6. Reframe & Perspective – Failures can seem so overwhelmingly scary and unsurmountable. With the help of those close friends, prayer and the Truth, reframe the situation and keep it in perspective. As my guest, Pastor Brian Coffey, mentioned in the latest podcast episode, just because a hitter strikes out four times in one game, doesn’t mean he’s a bad player. It means he struck out that day. (Hear the episode HERE). Time will move on. Other opportunities will present themselves and you’ll feel up to trying again. If you need to, make a written list of everything that happened and – when you’re up for it – honestly and objectively look at that list and pray about what really happened in each step. What can you learn from what happened? Is there a different approach you need to take next time? If it’s a business failure, is there someone you could go to for financial and business advice? If it was a failure in a performance situation, should you consider lessons in that area? If it’s a relational failure, counseling may be necessary, or books could be read on the subject. Take steps to learn how to approach the situation the next time it faces you.

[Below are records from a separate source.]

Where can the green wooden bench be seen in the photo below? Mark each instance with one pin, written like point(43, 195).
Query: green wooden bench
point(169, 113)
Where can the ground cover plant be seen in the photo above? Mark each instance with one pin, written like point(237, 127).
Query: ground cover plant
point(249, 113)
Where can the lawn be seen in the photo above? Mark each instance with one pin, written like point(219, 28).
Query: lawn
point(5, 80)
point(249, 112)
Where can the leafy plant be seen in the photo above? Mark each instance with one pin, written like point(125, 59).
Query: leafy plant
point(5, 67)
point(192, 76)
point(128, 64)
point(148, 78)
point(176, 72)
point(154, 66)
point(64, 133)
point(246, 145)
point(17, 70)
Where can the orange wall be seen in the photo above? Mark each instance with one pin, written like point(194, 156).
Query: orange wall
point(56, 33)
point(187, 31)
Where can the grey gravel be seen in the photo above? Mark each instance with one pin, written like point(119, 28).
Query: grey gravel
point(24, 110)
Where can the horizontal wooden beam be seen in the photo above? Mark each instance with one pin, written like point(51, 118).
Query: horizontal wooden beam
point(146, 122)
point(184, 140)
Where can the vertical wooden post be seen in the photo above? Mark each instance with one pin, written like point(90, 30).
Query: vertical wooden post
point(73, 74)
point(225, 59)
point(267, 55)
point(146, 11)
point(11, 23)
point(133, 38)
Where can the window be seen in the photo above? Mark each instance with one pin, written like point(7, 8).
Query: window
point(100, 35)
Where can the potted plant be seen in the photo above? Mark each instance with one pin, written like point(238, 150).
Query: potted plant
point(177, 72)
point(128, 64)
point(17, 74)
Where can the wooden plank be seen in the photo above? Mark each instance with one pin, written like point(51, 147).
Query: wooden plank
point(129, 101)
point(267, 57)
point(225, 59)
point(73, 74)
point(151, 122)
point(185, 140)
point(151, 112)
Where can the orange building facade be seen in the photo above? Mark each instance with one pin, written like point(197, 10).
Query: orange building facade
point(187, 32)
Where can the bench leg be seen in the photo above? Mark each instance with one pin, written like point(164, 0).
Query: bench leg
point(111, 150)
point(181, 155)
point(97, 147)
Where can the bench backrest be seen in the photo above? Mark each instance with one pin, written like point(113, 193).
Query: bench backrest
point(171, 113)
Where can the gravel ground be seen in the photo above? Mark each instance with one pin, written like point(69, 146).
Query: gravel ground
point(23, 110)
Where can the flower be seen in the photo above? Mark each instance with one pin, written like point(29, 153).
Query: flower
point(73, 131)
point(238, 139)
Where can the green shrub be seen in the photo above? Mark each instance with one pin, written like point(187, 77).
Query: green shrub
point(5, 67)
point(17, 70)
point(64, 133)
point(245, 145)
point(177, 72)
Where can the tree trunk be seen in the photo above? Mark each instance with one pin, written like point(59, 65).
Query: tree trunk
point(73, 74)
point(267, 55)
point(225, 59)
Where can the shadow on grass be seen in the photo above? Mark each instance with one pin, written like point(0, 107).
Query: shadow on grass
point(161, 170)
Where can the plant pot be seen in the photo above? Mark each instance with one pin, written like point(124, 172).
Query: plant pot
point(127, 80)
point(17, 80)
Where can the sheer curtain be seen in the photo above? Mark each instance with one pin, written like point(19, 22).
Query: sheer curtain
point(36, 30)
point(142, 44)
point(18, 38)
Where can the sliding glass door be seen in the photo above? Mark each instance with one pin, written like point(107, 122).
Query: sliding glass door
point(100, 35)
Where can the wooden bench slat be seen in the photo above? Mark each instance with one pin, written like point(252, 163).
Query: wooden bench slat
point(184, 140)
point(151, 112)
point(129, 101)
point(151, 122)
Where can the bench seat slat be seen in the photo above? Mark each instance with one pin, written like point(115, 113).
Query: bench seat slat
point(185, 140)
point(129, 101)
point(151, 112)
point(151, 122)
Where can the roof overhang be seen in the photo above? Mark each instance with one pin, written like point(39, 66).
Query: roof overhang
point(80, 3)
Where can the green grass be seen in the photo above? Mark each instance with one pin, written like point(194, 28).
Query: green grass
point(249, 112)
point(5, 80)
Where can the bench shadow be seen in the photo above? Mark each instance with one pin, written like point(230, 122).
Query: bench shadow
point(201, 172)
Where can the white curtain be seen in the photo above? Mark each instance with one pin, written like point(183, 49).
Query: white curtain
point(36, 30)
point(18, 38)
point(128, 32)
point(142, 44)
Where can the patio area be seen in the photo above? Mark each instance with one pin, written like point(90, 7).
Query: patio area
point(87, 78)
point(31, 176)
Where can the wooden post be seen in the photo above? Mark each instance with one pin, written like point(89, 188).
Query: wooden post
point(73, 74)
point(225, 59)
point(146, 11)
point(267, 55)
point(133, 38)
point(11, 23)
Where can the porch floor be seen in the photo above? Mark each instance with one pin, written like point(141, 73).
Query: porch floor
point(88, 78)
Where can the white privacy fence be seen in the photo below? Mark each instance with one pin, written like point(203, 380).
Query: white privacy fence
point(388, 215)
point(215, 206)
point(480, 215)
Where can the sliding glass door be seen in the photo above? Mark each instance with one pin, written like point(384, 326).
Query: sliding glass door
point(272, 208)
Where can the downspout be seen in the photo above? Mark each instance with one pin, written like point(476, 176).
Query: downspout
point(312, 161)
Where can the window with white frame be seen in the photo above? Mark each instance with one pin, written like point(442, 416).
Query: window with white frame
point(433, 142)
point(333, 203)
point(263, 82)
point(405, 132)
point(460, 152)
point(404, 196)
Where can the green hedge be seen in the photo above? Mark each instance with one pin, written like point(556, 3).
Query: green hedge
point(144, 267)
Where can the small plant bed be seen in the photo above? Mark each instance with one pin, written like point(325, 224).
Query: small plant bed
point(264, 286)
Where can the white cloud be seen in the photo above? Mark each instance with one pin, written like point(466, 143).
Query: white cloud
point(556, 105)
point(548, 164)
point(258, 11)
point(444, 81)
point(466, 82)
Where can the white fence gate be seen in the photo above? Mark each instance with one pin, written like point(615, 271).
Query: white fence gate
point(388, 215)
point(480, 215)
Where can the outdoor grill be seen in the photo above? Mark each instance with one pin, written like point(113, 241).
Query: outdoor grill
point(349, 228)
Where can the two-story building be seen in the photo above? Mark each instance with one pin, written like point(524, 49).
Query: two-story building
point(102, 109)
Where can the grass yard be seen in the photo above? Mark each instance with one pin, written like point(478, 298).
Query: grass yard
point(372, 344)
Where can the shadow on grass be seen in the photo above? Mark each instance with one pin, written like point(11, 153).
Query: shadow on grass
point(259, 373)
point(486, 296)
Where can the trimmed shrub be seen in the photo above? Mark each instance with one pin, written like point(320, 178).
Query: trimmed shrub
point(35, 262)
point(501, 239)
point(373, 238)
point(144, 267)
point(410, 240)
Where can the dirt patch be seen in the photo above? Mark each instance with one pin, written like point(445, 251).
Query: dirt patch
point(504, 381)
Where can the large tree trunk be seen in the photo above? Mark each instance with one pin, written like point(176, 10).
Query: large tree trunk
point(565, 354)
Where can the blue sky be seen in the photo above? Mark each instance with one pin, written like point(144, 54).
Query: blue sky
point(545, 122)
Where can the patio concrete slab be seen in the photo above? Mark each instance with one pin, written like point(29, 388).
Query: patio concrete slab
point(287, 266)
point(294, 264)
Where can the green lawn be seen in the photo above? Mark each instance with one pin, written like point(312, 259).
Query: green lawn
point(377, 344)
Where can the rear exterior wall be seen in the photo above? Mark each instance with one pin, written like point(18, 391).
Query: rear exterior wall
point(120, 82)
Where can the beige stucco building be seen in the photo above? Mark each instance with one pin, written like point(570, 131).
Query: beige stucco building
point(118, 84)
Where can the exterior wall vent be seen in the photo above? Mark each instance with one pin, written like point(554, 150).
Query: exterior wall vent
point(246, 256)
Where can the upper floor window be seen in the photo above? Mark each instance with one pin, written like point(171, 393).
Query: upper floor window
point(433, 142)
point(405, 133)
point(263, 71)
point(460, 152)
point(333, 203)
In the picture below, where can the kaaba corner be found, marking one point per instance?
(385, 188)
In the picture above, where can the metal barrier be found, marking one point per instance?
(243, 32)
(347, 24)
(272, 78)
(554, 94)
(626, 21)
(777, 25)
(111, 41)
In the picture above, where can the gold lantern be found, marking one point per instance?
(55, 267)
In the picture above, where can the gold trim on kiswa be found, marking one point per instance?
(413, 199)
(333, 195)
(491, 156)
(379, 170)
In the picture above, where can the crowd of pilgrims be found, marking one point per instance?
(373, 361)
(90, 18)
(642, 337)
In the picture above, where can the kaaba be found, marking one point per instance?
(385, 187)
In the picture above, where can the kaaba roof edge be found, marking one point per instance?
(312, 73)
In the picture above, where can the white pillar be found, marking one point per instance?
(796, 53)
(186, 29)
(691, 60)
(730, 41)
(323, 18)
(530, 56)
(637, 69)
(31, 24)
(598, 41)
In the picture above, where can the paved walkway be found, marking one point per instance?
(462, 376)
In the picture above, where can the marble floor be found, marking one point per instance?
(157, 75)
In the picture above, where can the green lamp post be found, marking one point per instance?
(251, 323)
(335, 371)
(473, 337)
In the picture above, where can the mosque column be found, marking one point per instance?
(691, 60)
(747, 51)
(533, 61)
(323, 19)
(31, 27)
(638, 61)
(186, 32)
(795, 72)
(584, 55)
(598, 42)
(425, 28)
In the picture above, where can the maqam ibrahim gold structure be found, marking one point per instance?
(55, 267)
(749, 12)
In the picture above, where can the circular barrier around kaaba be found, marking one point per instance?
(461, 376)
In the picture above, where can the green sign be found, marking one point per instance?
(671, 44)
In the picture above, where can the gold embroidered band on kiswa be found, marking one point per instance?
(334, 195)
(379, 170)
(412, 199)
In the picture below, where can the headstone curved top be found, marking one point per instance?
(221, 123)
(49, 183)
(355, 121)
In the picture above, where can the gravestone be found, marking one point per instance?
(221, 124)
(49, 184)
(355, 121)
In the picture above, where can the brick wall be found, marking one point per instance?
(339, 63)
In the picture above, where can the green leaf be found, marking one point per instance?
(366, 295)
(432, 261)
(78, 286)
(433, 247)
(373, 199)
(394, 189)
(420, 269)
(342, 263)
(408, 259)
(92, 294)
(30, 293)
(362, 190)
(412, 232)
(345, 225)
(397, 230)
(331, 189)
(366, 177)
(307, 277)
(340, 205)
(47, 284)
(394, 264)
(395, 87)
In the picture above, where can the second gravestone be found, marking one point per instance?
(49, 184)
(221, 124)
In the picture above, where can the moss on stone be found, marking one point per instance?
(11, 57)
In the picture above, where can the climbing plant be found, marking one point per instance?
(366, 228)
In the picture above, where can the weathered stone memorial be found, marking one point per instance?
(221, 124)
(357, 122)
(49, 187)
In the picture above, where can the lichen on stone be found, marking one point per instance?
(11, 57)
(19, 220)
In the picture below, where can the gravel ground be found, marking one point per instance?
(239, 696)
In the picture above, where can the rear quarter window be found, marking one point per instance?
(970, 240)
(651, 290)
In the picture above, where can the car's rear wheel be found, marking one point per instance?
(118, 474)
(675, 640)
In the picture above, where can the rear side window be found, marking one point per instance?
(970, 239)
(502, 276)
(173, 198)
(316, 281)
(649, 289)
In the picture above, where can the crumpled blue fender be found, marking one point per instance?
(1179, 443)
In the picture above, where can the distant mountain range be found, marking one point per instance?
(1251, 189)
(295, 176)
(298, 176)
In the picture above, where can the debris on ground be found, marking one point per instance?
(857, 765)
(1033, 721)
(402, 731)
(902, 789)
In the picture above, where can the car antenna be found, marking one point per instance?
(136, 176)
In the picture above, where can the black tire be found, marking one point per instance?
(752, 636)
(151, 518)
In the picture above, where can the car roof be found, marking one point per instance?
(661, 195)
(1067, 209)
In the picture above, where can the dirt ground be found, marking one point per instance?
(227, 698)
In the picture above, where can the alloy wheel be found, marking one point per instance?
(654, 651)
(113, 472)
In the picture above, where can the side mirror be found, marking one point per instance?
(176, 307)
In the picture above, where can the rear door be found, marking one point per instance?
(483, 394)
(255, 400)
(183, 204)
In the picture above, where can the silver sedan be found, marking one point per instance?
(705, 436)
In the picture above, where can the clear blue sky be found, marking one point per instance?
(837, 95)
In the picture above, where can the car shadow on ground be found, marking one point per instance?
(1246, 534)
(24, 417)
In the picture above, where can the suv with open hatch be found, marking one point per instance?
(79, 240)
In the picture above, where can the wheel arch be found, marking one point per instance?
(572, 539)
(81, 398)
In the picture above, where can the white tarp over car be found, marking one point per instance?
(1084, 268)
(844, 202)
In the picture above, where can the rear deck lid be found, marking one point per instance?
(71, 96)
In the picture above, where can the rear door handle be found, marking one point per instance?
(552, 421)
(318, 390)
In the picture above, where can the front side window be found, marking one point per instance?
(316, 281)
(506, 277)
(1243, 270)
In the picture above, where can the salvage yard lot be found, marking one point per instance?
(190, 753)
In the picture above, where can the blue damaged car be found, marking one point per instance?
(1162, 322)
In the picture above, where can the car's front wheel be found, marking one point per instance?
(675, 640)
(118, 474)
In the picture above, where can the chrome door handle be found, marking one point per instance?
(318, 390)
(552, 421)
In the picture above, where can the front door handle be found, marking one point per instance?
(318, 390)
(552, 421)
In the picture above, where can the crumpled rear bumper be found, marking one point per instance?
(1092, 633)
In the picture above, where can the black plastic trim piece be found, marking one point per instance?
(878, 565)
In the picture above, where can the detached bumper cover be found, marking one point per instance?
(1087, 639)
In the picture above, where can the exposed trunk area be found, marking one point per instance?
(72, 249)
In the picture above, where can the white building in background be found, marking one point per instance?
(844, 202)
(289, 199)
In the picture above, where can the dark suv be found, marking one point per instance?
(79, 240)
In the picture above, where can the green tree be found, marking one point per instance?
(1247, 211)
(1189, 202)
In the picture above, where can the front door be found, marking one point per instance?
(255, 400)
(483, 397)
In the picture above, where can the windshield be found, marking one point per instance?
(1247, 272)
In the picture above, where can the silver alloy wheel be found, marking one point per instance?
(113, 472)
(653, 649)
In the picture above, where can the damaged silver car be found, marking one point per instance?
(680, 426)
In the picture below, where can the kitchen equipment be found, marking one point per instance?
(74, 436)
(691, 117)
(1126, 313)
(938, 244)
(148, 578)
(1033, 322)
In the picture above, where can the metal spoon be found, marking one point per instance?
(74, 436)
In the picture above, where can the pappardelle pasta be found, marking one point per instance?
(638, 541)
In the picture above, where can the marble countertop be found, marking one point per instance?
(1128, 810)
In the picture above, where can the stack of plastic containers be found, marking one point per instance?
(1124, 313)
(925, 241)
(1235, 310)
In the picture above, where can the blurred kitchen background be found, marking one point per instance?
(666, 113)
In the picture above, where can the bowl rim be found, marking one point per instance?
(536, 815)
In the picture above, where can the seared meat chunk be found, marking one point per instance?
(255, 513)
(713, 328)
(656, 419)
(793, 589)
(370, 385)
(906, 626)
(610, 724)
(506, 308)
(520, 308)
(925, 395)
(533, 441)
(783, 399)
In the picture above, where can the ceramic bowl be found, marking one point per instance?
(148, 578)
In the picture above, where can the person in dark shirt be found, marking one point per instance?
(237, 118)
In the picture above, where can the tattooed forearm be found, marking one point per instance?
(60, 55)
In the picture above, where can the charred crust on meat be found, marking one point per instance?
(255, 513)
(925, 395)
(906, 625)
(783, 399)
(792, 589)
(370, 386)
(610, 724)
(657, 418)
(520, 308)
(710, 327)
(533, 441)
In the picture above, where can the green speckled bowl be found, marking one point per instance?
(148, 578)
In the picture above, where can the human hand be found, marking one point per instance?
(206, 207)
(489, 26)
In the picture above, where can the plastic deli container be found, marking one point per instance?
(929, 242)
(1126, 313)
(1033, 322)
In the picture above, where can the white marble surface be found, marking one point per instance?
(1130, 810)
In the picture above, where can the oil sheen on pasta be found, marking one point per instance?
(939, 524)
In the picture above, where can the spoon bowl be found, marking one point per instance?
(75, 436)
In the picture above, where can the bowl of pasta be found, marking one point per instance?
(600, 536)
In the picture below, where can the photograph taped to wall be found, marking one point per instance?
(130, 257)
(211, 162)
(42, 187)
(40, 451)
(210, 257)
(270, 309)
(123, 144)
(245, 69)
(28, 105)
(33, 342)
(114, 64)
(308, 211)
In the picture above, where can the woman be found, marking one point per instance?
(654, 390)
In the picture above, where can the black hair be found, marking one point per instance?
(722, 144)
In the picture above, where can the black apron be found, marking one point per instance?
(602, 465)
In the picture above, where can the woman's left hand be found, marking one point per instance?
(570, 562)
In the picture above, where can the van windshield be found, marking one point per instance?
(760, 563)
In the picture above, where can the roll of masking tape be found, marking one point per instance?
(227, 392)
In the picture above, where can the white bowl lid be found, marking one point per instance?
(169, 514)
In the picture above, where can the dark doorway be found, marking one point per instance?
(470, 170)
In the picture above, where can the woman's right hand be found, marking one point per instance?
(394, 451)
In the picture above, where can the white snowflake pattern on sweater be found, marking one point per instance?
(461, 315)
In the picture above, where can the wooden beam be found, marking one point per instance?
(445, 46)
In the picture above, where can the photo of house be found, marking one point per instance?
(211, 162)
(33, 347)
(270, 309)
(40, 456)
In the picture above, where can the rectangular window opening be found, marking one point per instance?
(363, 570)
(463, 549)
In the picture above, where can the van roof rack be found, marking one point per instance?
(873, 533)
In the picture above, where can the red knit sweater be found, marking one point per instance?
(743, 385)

7. List – When you’re ready, take actionable steps to try again. Goals – large and small – can be broken down. Do a brainstorming meeting (with yourself is fine! Or with a friend…either one!) to come up with ideas for what you will do next. Talk yourself into taking that first step toward getting up and out to tackle that situation again. Just to normalize things around here – I’ll totally admit that the first step in me “re-trying” something is getting to Target. I don’t even make myself change out of the yoga pants. The hair is a mess on top of the head. And I take myself over to Target and I get out of the house. That is a first step. Congratulate your brave self for that first step. (And by “congratulate” I clearly mean buy yourself a Venti at Starbucks.)
Friends, we all fail or feel like we failed. Sometimes it’s not our failure that created the situation, it’s just a plain old sucky situation. It hurts. It stinks. It makes us want to never try again.
But it’s worth it – so worth it – to search for hope to inspire us to try again.
*obviously, there are different levels and contexts of “failure” – be sure to not always look at things as “failure” on your part. i’m using it as a generalized term. also, if you experience symptoms of depression, seek professional help and consultation. possibly, you need to ask a friend or spouse for support if reaching out for help is too difficult at the moment. rely on them to find help for you. it’s okay to ask for their support and love.